Last year, SciLifeLab was referenced in hundreds of news articles, both in international and Swedish editorial media, and thousands of social media posts.
SciLifeLab frequently occurred in both Swedish and international media in 2020. A lot of these news articles were, of course, concerned with research linked to the COVID-19 pandemic. As seen below in the word cloud – the 50 most frequently used keywords in these articles – the top word in the international articles was “medivir”. The “medivir” articles portrayed the collaboration between the Drug Discovery and Development Platform (DDD) at SciLifeLab and Medivir AB, with the aim to find potential inhibitors of SARS CoV-2.
The same tendency can be seen in the Swedish news articles. The most frequent word used there was “avloppsvatten”, wastewater, and likely concerned tracking COVID-19 development by testing wastewater. Both “covid-19” and “corona” were other top words.
In total, 798 news articles in Swedish editorial media and 496 in international editorial media referenced SciLifeLab. The articles in Swedish media had 79,142 interactions, such as likes and comments on Facebook, and 1,727 on Twitter. In Swedish print press, the number of articles from the outlets with the biggest reach were: Svenska Dagbladet (10 articles), Dagens Industri (9 articles), and Dagens nyheter (9 articles).
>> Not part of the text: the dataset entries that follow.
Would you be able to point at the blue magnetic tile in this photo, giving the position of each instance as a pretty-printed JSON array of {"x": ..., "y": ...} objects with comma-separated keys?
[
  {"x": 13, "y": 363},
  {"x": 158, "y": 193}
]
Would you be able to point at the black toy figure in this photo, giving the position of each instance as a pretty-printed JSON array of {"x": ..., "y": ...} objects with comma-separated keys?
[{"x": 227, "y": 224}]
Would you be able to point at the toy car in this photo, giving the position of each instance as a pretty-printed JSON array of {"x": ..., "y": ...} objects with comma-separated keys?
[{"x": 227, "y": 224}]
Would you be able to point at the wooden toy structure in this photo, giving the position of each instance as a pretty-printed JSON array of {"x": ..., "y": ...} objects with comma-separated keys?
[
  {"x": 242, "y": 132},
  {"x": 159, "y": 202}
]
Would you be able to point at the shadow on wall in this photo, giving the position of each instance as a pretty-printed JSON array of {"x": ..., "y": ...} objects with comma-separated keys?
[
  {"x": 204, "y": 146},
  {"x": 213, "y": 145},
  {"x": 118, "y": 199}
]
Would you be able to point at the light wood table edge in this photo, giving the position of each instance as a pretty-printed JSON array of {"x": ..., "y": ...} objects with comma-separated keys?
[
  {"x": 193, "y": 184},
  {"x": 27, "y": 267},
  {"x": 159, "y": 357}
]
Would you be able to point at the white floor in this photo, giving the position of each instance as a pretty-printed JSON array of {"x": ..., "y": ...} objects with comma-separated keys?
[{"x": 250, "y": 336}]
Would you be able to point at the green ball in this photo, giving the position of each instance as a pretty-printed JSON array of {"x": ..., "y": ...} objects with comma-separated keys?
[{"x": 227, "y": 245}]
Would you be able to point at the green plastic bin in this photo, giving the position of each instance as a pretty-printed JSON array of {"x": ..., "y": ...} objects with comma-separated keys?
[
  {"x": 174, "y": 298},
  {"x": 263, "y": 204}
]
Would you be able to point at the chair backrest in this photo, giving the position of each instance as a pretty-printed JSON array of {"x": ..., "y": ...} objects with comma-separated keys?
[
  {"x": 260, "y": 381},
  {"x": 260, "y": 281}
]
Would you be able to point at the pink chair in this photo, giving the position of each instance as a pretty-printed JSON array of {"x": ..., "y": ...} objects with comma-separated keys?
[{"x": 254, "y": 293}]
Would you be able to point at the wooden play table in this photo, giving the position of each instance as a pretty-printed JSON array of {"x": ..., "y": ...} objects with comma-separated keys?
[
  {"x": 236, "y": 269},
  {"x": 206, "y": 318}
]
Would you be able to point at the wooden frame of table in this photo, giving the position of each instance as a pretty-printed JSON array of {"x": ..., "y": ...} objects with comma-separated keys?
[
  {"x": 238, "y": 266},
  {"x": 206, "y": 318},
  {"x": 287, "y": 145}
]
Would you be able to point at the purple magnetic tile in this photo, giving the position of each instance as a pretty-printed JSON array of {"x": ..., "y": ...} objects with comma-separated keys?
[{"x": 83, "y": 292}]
As for social media, the number of posts talking about SciLifeLab on Twitter, Facebook and Instagram totaled 8,608, from 4,146 unique users. These posts had 36,539 interactions. The top five hashtags used in twitter posts mentioning SciLifeLab were #CryoEM (207), #SciLifeLab (186), #bioinformatics (115), #systemsimmunology (113), and #humanimmunology (101).
Tip of the iceberg
Since researchers at SciLifeLab are often referred to in the media with only their university affiliation, only a fragment of the projects SciLifeLab researchers are engaged in are picked up in these statistics. Therefore, we strongly encourage our researchers to affiliate with SciLifeLab when interviewed in the media, so that the statistics become more accurate – and so that we can help spread the research even further.